We can expect to see Mali-T604 devices in mobile handsets in the next one to two years, working in tandem with multicore CPUs like the Cortex-A15, which can be scaled up to two clusters of four cores for non-mobile applications. To get a sense of the computing power they will deliver, the Mali-T604 has up to five times the performance of the Mali-400 at over 50 Gflops and up to 2Gpixels/s, and is scalable up to four cores. Mobile configurations of the Cortex-A15 are expected to deliver over five times the performance at the same power budget of today’s top-of-the-line smartphones such as the Motorola Atrix and Samsung Galaxy SII that use the company’s dual Cortex-A9 cores.

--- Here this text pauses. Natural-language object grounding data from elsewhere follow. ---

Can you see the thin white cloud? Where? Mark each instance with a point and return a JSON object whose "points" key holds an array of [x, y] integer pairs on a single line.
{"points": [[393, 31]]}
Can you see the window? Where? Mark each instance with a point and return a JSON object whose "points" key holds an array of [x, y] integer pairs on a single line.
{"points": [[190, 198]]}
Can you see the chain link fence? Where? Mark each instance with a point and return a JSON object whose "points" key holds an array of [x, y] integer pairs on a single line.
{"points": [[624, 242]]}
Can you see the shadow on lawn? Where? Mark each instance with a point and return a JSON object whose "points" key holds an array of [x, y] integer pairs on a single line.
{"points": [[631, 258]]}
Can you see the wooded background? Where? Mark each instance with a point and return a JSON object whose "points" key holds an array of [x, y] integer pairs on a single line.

Meeting the systems challenge
For GPUs and CPUs to share data efficiently, the on-chip communications between them also need to be re-engineered. ARM has risen to this challenge with the AMBA Bus CoreLink CCI-400 Cache Coherent Interconnect that enables system-level cache coherency across clusters of multicore processors, such as the Cortex-A15 processor and the Mali-T604 GPU.
If you think of a system-on-chip as a city, Cache Coherent Interconnect is like a highway system that keeps interactions between CPUs and GPUs within ‘city limits’. In today’s systems, the point of coherence is the external memory, which is like traveling to another city a few hundred miles away. Historically cache maintenance has required a lot of software overhead to clean caches when moving any shared data between on-chip processing engines. Hardware coherency reduces software cache maintenance, saves processor cycles and reduces external memory accesses. ARM has worked on its new on-chip communications protocol with Arteris, Cadence, Jasper, Marvell, Mentor, Sonics, ST Ericsson, Synopsys and Xilinx.
As mobile computing devices become our primary computing platforms, further innovations will emerge, says Warren East. Today you can get a weather forecast on your smartphone, but in five to 10 years’ time, its successor might act as the server to send the weather forecast to a wireless chip embedded in a bathroom mirror or toaster in the morning. Because they have a common instruction set, the same software that runs on state-of-the-art processor-based smartphone chips like the Cortex-A15 can run on much simpler processors that only consume nanowatts embedded in household objects.
For a company whose roots started in desktop computers, what is notable two decades later is how the latest ARM processors are beginning to complete the circle. Combinations of cores like the Cortex-A15 and Mali-T604 are looking increasingly attractive for use in PCs and server farms as the most power-efficient form of computing.